Video has surfaced of controversial comedian George Carlin exposing the truth about the modern “germ phobia” craze pushed by the medical mafia.
“Germs! Where did this sudden fear of germs come from,” says Carlin in his classic stand-up comedy show, “Have you noticed this? The media constantly running stories about all the latest infections?”
Carlin’s words may come as a shock if you’re unaware of the extensive body of scientific evidence showing that exposure to germs can actually strengthen the body’s immune system.
In fact, germ theory—the notion that avoiding germs as much as possible is the best way to prevent sickness—found its origins from Louis Pasteur, of whom the pasteurization process of milk was named after.
According to the Pasteur model of disease contagion, exposure to germs, pathogens, bacteria, and viruses is more often than not what will make us sick and, thus, such entities should be avoided or eradicated as often as possible to prevent sickness.
“Americans panic easily,” says Carlin in the video clip, “So now everybody’s running around, scrubbing this and spraying that, and overcooking their food and repeatedly washing their hands—trying to avoid all contact with germs!”

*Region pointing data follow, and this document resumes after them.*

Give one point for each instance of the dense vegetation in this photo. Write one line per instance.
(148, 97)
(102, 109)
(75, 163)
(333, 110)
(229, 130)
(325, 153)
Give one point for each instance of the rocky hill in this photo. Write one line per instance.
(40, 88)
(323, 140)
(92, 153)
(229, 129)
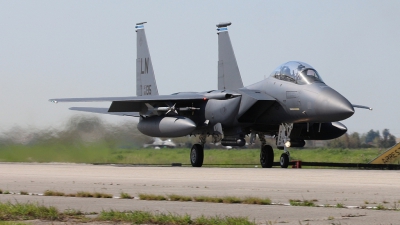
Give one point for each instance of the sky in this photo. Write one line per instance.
(57, 49)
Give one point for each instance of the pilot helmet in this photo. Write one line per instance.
(285, 71)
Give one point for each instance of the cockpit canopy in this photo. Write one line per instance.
(297, 72)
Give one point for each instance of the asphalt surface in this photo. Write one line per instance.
(351, 188)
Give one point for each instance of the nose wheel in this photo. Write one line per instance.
(284, 161)
(266, 156)
(197, 155)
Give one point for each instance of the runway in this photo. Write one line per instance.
(326, 186)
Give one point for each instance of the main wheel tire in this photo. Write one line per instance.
(284, 161)
(197, 155)
(266, 156)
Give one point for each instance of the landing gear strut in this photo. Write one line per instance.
(197, 155)
(266, 154)
(197, 152)
(283, 142)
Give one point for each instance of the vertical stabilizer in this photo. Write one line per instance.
(145, 79)
(228, 70)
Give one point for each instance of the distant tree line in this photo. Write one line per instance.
(372, 139)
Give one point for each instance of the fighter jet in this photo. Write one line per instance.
(293, 104)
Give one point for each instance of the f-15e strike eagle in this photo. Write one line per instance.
(293, 104)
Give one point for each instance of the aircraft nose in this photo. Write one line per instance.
(333, 106)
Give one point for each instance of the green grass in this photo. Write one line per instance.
(11, 214)
(107, 153)
(27, 211)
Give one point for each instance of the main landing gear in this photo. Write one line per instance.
(267, 153)
(197, 152)
(283, 143)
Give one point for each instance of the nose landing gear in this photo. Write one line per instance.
(283, 142)
(197, 152)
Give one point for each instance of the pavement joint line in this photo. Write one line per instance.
(273, 203)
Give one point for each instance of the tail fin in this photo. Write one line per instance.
(145, 79)
(228, 70)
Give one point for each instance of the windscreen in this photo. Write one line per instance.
(297, 72)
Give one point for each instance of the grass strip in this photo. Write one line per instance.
(140, 217)
(31, 211)
(27, 211)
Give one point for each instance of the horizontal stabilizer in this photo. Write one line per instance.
(103, 111)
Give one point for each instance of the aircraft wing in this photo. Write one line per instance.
(125, 106)
(103, 111)
(145, 98)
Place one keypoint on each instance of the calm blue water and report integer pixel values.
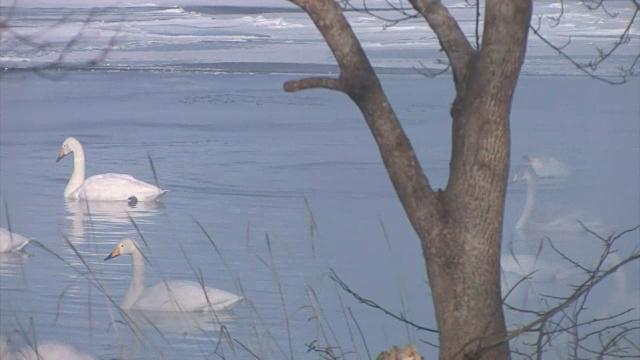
(243, 159)
(240, 157)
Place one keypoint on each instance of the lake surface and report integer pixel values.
(287, 186)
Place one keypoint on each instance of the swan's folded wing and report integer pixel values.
(183, 296)
(119, 187)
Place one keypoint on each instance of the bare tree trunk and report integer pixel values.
(460, 228)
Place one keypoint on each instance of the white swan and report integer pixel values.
(109, 186)
(552, 221)
(11, 241)
(547, 167)
(49, 350)
(177, 295)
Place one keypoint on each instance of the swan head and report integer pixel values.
(68, 146)
(523, 173)
(124, 247)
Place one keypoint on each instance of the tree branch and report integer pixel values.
(359, 81)
(452, 39)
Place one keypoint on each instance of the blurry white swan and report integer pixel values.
(43, 351)
(11, 241)
(545, 166)
(550, 221)
(174, 295)
(109, 186)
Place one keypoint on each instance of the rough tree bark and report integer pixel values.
(459, 227)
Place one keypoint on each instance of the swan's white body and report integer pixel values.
(108, 187)
(11, 241)
(45, 351)
(556, 221)
(177, 295)
(547, 167)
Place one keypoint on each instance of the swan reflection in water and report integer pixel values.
(99, 216)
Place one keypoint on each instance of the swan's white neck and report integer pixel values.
(530, 203)
(136, 288)
(77, 177)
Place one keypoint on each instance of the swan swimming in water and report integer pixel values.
(547, 167)
(175, 295)
(554, 221)
(110, 187)
(11, 241)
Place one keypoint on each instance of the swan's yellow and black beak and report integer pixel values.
(62, 154)
(114, 253)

Pasteur’s model encourages dependency on Big Pharma by weakening the body’s immune system since people are encouraged to avoid contact with germs as much as possible.

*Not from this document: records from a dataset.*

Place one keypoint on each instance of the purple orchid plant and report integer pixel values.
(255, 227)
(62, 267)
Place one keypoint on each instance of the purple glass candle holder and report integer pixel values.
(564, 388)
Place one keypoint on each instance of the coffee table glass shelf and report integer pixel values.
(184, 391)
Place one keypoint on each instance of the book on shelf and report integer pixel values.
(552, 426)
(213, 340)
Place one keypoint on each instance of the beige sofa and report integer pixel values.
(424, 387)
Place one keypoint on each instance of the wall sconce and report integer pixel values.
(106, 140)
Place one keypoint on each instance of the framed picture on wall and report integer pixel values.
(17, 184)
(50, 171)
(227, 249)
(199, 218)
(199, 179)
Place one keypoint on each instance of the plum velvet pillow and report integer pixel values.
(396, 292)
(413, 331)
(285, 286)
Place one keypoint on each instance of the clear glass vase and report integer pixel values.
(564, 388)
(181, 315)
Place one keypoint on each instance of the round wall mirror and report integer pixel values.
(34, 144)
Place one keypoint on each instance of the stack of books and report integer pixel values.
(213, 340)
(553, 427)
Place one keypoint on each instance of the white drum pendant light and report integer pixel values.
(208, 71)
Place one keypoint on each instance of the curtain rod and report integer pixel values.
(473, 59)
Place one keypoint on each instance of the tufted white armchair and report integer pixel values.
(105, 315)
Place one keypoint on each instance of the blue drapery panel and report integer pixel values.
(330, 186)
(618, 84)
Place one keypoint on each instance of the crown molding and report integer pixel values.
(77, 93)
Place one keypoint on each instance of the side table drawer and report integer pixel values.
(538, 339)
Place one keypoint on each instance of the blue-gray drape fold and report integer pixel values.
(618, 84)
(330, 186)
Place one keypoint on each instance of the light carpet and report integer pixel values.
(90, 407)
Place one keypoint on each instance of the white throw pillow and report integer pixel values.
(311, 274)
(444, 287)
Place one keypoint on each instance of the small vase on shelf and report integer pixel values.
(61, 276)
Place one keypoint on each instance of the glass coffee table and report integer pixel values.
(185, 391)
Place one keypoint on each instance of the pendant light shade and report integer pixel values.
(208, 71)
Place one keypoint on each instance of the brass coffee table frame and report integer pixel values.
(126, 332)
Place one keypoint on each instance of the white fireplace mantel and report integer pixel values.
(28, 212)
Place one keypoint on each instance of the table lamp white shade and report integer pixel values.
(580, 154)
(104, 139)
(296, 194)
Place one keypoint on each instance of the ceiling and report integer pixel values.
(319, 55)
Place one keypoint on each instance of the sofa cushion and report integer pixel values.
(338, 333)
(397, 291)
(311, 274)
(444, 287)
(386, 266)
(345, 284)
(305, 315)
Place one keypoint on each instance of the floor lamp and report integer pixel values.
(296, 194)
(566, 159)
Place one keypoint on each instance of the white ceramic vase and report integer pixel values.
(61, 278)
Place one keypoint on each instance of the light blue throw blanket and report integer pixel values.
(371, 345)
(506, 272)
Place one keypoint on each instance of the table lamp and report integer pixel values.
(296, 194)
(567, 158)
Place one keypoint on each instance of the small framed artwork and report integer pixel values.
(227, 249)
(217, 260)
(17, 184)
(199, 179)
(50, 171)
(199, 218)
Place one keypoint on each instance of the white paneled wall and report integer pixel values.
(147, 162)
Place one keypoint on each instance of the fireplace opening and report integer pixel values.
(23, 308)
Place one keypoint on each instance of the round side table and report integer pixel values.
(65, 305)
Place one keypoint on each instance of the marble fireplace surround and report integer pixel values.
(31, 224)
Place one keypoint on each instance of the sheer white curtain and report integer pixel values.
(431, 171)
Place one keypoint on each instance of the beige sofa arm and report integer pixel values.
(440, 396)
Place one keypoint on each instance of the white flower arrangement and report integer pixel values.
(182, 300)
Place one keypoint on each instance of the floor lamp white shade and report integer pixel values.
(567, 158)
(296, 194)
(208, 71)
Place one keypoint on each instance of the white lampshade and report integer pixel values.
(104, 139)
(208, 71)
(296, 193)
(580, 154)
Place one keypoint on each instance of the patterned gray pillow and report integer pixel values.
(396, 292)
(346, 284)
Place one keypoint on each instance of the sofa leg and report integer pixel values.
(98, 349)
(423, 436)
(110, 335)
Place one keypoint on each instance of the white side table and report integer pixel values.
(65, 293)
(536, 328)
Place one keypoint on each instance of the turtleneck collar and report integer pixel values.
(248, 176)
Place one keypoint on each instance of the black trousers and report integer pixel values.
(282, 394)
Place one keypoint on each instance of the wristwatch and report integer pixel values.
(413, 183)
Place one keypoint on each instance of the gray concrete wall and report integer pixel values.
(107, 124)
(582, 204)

“Let me tell you a true story about immunization,” says Carlin, “When I was a little boy, in the 1940’s, we swam in the Hudson River, and it was filled with raw sewage. We swam in raw sewage! And at that time, the big fear was polio! Thousands of kids died from Polio every year, but you know something? In my neighborhood, no one ever got polio! No one! Ever! You know why? Because we swam in raw sewage!”

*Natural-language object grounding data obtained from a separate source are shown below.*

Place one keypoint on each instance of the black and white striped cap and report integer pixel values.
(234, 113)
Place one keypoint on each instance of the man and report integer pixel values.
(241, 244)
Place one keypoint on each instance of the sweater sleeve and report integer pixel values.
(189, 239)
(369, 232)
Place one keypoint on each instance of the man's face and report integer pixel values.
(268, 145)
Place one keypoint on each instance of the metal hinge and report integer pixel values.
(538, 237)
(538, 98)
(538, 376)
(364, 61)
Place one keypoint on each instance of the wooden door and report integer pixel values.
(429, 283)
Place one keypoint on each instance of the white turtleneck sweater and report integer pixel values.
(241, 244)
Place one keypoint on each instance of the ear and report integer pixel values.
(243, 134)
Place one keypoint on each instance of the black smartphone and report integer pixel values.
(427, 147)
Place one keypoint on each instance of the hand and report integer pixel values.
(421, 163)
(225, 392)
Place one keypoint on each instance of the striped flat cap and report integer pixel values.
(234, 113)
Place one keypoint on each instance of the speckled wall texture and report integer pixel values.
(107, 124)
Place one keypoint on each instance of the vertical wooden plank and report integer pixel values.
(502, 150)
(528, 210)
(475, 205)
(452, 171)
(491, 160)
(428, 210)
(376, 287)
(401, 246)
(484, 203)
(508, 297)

…there have been studies in the USA among Amish children and in Europe among those raised on small dairy farms that demonstrate how being exposed to germs at an early age exercises the immune system and make it stronger, natural immunization.
The notion that our bodies are inherently weak, flawed, and vulnerable to sickness is a fundamentally inaccurate medical model. However, George Carlin’s story about swimming in raw sewage should not be taken completely to heart. No one would suggest that as a health way to build up the immune system. However, avoiding germs all together is also ill advised.
Alternative models, like Claude Bernard’s pleomorphism, offer much more holistic interpretations of the immune system and its capacity to adapt.